As the days grow shorter and the temperatures start to drop, the autumn chill sets in. Nothing is more comforting than a warm, hearty meal on a cool fall evening. Chicken and root vegetables are staples of autumn cuisine, as they are warming, filling and packed with flavor.
Roast chicken with Brussels sprouts and butternut squash is a classic, crowd-pleasing dish. To make it, toss halved Brussels sprouts and cubed butternut squash in olive oil, salt and pepper. Spread on a baking sheet and roast at 400 F until tender, about 30 minutes. Place a whole chicken on a rack in a roasting pan and roast alongside the vegetables. The chicken juices will flavor the veggies as they cook. Once the chicken is cooked through, serve everything together for a delicious one-pan meal.
For a rustic stew, combine chicken thighs, carrots, parsnips and celery in a Dutch oven. Add broth and herbs like rosemary and thyme and simmer until the vegetables are tender and the chicken is cooked. The long, slow cooking will allow the flavors to blend and intensify. Serve the stew with crusty bread to soak up the flavorful broth.
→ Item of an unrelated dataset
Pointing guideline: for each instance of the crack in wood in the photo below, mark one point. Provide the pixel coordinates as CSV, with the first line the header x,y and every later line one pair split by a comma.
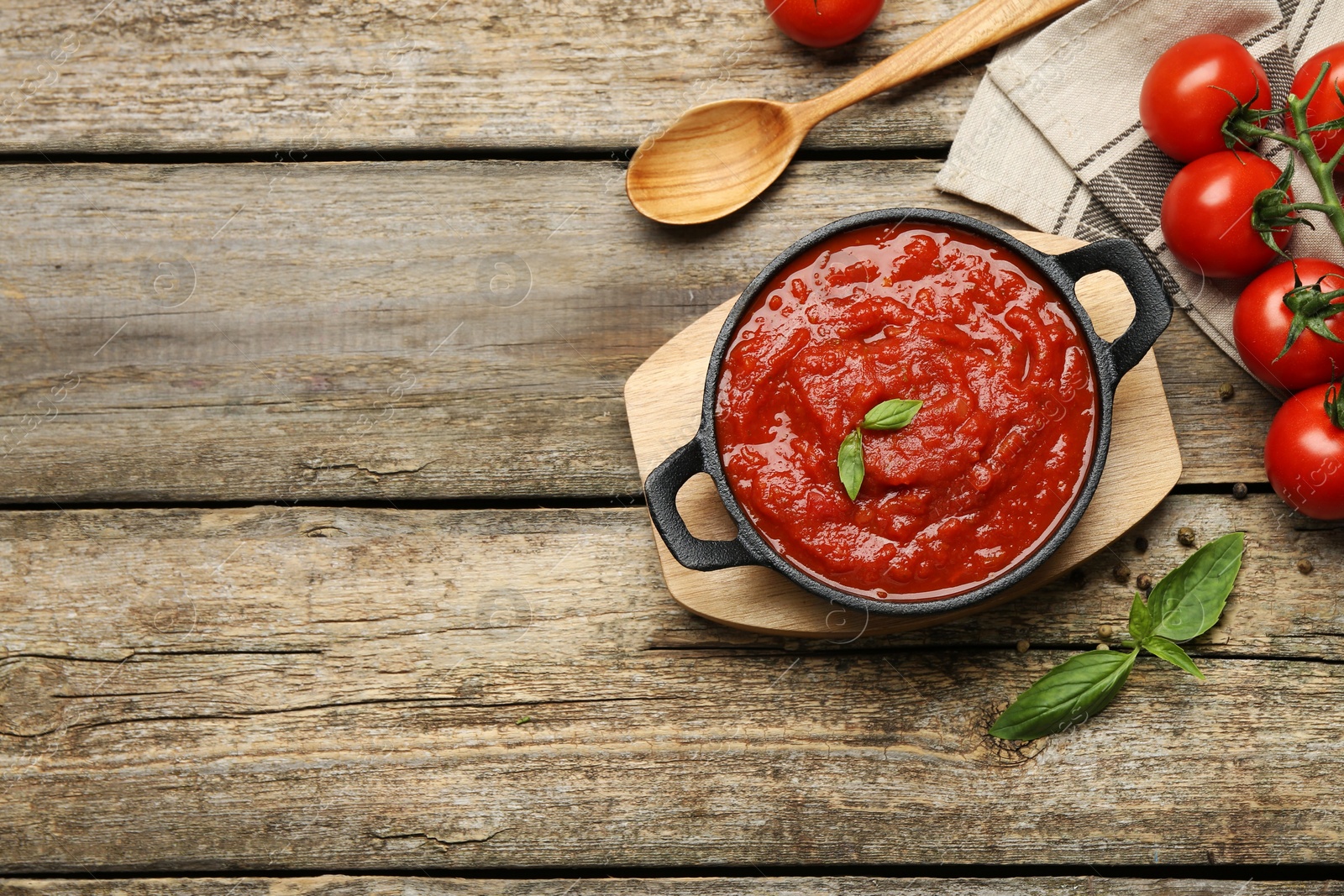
x,y
441,841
Mashed root vegetables are a wonderful side for braised chicken dishes. Peel and chop potatoes, carrots, parsnips and celery root. Boil in salted water until tender when pierced with a fork. Drain and return to the pot, then mash with a potato masher or ricer. Stir in butter, salt, pepper and fresh herbs. For extra decadence, stir in cream, Parmesan cheese, or truffle oil.
The key to comfort food is using high-quality, fresh ingredients and cooking techniques that maximize flavor, such as roasting, braising and stewing. With chicken and root vegetables, you can create a warm, cozy meal that nourishes the body and soul. Enjoy!